System Design
Introduction
System design is the process of translating business requirements into scalable, highly available technical architectures. This article introduces system design methodology, core components, and classic case studies.
1. System Design Methodology
1.1 Four-Step Approach
Step 1: Clarify Requirements (5 min)
- Functional requirements: what are the core features?

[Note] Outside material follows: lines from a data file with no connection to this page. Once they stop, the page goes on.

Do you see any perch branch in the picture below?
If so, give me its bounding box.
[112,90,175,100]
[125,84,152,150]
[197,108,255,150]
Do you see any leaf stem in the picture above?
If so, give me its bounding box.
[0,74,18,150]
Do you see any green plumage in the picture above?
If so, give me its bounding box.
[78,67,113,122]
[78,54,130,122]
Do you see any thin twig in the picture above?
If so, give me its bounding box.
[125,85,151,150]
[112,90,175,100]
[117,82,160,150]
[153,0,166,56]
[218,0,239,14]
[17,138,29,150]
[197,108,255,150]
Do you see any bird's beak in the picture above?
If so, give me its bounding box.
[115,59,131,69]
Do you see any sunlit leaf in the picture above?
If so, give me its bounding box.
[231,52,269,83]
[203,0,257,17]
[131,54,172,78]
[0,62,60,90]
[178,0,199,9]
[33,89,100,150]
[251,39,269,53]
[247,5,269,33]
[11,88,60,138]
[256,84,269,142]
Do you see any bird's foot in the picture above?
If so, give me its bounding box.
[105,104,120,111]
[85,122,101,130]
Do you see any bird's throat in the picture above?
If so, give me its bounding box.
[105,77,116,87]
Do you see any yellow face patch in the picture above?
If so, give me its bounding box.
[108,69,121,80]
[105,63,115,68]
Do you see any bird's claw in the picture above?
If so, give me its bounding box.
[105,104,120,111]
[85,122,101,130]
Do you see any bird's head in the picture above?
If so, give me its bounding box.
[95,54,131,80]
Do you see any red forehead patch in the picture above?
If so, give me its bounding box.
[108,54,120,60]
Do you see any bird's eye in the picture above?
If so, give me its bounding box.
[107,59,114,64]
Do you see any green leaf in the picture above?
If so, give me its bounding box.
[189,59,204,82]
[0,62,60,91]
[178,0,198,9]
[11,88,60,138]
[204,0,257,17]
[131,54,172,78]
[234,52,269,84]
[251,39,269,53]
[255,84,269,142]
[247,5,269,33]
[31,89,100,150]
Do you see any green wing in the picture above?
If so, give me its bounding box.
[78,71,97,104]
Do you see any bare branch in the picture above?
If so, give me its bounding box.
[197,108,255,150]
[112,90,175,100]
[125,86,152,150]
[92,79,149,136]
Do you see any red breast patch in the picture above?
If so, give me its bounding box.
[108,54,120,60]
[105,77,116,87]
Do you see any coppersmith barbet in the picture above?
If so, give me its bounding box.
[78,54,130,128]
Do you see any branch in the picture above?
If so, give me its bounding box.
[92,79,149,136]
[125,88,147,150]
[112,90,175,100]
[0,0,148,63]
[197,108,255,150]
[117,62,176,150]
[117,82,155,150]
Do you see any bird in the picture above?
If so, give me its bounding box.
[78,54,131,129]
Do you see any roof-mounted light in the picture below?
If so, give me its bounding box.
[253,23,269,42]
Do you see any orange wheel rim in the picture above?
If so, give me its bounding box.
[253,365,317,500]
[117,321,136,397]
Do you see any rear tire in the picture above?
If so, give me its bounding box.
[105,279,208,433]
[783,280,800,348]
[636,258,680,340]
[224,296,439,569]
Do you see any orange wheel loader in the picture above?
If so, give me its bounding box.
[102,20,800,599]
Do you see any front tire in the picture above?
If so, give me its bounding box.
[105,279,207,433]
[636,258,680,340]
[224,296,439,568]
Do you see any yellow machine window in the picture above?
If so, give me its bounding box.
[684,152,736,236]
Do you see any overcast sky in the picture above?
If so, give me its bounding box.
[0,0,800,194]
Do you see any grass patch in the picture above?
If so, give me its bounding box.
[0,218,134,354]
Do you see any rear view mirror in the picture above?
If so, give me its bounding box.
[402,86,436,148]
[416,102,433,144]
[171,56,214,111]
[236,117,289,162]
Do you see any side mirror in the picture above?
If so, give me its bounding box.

- Non-functional requirements: QPS, latency, availability, consistency
- Constraints: user scale, data volume, budget
Step 2: Estimation (5 min)
- QPS, storage, bandwidth
- Peak vs average
Step 3: High-Level Design (15 min)
- Core components and data flow
- API design
- Data model
Step 4: Deep Dive (20 min)
- Choose 1-2 core components to explore in depth
- Trade-offs
- Scalability and fault tolerance
1.2 Load Estimation
Common benchmark numbers:
| Metric | Order of Magnitude |
|---|---|
| 1M DAU | QPS ≈ 12 (average), peak ≈ 24-60 |
| One tweet | ~250 bytes (text) |
| One image | ~200 KB (compressed) |
| One video | ~5 MB/min (compressed) |
| SSD read | ~100 μs |
| Memory read | ~100 ns |
| Network round trip (same region) | ~0.5 ms |
| Network round trip (cross-continent) | ~150 ms |
2. Core Components
2.1 Load Balancer
graph LR
C[Client] --> LB[Load Balancer]
LB --> S1[Server 1]
LB --> S2[Server 2]
LB --> S3[Server 3]
L4 vs L7 Load Balancing:
| Layer | Operating Layer | Decision Basis | Performance | Representatives |
|---|---|---|---|---|
| L4 | Transport | IP + Port | High | LVS, AWS NLB |
| L7 | Application | URL, Header, Cookie | Fairly high | Nginx, HAProxy, AWS ALB |
Load balancing strategies:
| Strategy | Description | Use Case |
|---|---|---|
| Round Robin | Assign in turn | Servers with similar performance |
| Weighted Round Robin | Assign by weight | Servers with different performance |
| Least Connections | Assign to least connected | Long connection scenarios |
| IP Hash | Same IP to same server | Session persistence |
| Consistent Hashing | Hash ring | Caching scenarios |
2.2 Reverse Proxy
Client → [Reverse Proxy Nginx] → Backend Server Cluster
Functions:
- Load balancing
- SSL termination
- Static file caching
- Compression (gzip/brotli)
- Rate limiting
- Security (WAF)
2.3 Caching
Cache hierarchy:
Client cache (browser)
↓ miss
CDN cache (edge nodes)
↓ miss
Reverse proxy cache (Nginx)
↓ miss
Application cache (Redis/Memcached)
↓ miss
Database
Common Redis use cases:
import redis
r = redis.Redis(host='localhost', port=6379)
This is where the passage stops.